Era de esperarse

Salió a la luz el asunto de la pomposa mansión de Peña y la Gaviota en Lomas de Chapultepec, en el DF. Era de esperarse, los presidentes priistas históricamente han enseñado el cobre, aunque éste, se adelantó.

Al margen de los acontecimientos de Ayotzinapa y Tlatlaya, ahora el mandatario tendrá que enfrentar este vergonzoso escándalo: aclarar el origen de su ostentoso palacete, cuyo costo estimado es de 90 millones de pesos, cantidad que legítimamente no ha ganado en dos años como presidente.

En México tenemos todo para estar a la vanguardia del primer mundo, no lo hemos logrado porque históricamente hemos padecido saqueos de los gobernantes, sus amigos, parientes e hijastros; camarillas de facinerosos beneficiados por el presidente en turno, incluyendo empresas constructoras.

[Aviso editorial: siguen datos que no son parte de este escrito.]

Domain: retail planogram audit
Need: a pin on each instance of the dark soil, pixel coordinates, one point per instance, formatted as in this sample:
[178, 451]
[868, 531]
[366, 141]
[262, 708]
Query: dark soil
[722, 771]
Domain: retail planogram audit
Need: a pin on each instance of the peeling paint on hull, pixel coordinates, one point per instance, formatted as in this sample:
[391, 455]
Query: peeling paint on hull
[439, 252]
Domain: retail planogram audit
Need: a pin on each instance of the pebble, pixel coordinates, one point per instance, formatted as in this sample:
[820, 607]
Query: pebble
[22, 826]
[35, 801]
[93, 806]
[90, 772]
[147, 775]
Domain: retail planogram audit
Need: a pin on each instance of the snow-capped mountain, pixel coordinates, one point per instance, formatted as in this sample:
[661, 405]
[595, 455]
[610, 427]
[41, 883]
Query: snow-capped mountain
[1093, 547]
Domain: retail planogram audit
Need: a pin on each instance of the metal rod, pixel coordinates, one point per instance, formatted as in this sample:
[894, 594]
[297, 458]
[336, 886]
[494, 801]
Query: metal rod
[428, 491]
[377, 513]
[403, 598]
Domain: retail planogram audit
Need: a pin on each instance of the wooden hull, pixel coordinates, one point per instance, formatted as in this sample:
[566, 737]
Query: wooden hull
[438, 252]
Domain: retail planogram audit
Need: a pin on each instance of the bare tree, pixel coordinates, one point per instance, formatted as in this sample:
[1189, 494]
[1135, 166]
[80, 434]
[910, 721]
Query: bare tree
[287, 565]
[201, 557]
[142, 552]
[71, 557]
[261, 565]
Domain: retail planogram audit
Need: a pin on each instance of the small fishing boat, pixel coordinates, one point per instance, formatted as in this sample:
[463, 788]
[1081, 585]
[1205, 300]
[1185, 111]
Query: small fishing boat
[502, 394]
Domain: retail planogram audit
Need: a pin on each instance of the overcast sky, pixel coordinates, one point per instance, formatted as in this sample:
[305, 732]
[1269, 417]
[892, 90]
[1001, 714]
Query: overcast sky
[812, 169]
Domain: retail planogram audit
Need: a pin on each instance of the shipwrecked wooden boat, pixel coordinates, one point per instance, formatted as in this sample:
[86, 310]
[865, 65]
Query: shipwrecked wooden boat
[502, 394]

Hoy más que nunca la sociedad está enardecida. Además del mal gobierno, cotidianamente padecemos: asesinatos, desapariciones forzadas, saqueos al erario, corrupción, impunidad y un sinnúmero de etcéteras. Hoy, gracias a una minuciosa investigación periodística realizada por el equipo de Carmen Aristegui, salió a la luz la corrupción que emana desde la propia Presidencia de la República.

El PRI regresó al poder en la persona de Peña Nieto. Este regreso significa la reinstalación de las prácticas corruptas que han identificado a ese partido antes y ahora.

Ser jefe del ejecutivo, además de ser un privilegio, es una enorme oportunidad para trascender como un mandatario que cumplió su compromiso con probidad. Sin embargo, los presidentes mexicanos, rojos y azules han despreciado la oportunidad, la historia lo consigna.   

Es vergonzoso que en nuestro México, país con millones de marginados viviendo en la miseria, el presidente se valga de su posición para hacerse de una mansión que no justifica con sus ingresos. Eso ofende a la población. Peor aún, Peña se vale del Estado Mayor Presidencial para tenerlos como lacayos cuidado sus intereses personales.

El asunto es muy grave, debe investigarse -como suele decir el mismísimo Peña- “hasta las últimas consecuencias. Caiga quien caiga. Tope donde tope”. Si Murillo Karam ya no está cansado, debe tomar cartas en el asunto. De no hacerlo se convertirá en cómplice y será una prueba fehaciente más de la impunidad institucional que priva en el gobierno, pasándose por el arco del triunfo el estado de derecho.